The past few weeks have been really challenging for me personally as a mom and a wife. The entire household got sick, and it went on for almost 3 weeks.
At first it was me, then hubby, then Rocco. Gosh, I get so paranoid every time Rocco is hit even with a simple cough or cold. This time, it was worse. He was vomiting, had diarrhea, wouldn't eat nor drink fluids.
I was helpless.
And I badly wanted my MAMA to be here.
I guess that's the best description I can give my Mama. She's my lifesaver, my angel, the one person who will always help me out, my protector, my shield, and the list goes on and on. I knew if she was here, everything would be easier.
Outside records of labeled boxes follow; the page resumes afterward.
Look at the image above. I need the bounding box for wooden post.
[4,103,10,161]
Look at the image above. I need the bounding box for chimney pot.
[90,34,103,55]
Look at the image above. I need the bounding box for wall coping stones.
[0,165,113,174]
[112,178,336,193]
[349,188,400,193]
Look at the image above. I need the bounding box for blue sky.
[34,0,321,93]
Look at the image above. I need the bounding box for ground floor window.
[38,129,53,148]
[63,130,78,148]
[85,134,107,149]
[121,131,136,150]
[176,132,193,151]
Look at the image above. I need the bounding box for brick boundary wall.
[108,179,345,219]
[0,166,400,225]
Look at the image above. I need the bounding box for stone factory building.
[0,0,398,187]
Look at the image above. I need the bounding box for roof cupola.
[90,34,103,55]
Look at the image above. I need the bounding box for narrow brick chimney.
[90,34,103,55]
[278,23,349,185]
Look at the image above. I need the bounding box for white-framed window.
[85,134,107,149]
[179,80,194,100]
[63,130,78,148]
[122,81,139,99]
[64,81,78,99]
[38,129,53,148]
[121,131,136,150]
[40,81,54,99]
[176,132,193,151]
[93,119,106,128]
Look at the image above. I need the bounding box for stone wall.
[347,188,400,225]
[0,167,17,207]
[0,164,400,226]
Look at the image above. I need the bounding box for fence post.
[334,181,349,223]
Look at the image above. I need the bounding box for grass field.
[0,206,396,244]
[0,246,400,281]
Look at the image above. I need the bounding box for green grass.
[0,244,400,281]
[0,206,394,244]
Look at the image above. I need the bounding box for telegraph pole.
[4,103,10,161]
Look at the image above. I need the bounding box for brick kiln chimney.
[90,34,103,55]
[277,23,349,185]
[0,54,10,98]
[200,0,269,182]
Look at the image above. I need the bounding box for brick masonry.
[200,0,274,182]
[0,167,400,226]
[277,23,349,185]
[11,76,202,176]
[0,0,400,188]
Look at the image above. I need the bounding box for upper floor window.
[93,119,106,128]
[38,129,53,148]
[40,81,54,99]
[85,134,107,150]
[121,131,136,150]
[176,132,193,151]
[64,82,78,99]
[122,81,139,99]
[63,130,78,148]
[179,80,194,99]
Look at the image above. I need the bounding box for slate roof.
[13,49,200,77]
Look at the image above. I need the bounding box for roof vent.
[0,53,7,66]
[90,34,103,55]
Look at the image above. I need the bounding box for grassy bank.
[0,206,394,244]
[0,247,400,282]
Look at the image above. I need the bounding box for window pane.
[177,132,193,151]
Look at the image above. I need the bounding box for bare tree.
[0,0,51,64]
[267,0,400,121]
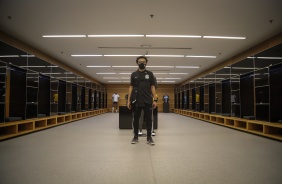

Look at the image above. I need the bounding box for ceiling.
[0,0,282,84]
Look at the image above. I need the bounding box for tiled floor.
[0,113,282,184]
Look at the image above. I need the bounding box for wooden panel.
[106,84,175,112]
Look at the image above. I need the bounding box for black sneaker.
[147,137,155,146]
[131,136,138,144]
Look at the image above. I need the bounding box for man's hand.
[153,101,158,109]
[127,101,131,109]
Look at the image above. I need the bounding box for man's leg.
[131,107,142,144]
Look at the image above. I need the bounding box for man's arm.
[127,86,133,109]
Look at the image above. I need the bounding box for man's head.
[136,56,148,70]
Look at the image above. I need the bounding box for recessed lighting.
[71,54,103,57]
[145,35,202,38]
[42,35,86,38]
[145,55,184,57]
[87,35,144,37]
[203,36,246,40]
[86,66,111,68]
[175,66,200,68]
[185,55,216,58]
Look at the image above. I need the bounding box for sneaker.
[131,136,138,144]
[147,137,155,146]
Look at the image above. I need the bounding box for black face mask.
[138,63,146,70]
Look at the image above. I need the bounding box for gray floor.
[0,113,282,184]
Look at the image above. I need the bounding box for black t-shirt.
[130,70,155,106]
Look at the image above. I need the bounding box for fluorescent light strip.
[20,66,46,68]
[103,77,120,79]
[164,78,181,80]
[0,55,20,57]
[203,36,246,40]
[96,73,117,75]
[185,55,216,58]
[112,66,137,68]
[257,57,282,59]
[20,55,35,57]
[42,35,86,38]
[146,66,174,68]
[169,73,188,75]
[145,55,184,57]
[145,35,202,38]
[71,54,103,57]
[42,73,62,75]
[175,66,200,68]
[104,55,142,57]
[86,66,111,68]
[87,35,144,37]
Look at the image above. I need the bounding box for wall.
[105,84,175,112]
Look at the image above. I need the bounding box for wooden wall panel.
[105,84,175,112]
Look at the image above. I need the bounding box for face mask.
[138,63,146,70]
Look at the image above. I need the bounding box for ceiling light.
[0,55,19,57]
[169,73,188,75]
[86,66,111,68]
[42,35,86,38]
[203,36,246,40]
[71,54,103,57]
[164,78,181,80]
[118,73,131,75]
[145,55,184,57]
[20,54,35,57]
[104,55,142,57]
[146,66,174,68]
[145,35,202,38]
[96,73,117,75]
[257,57,282,59]
[42,73,62,75]
[185,55,216,58]
[20,66,46,68]
[87,35,144,37]
[103,77,120,79]
[112,66,137,68]
[175,66,200,68]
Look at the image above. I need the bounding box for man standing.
[127,56,157,145]
[112,93,119,112]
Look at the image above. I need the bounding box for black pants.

Mama and I don't see each other often but I make it a point to call her regularly. I know she appreciates it so much, the same way I would surely feel if Rocco would check on me when he's all grown up.
I guess even if I am a parent myself, I still long for those days when Mama would be the one to take care of me.
Of course now it's different. I have this young boy who looks up to me the way I look up to my own mom. He thinks of me as his angel, protector, consoler, playmate, and the list goes on. I have to live up to those expectations but I know it will come naturally. I am made to be a mama. I thrive in this, and it's what makes me happiest.
Happy Mother's Day to all the rocking moms in the whole world!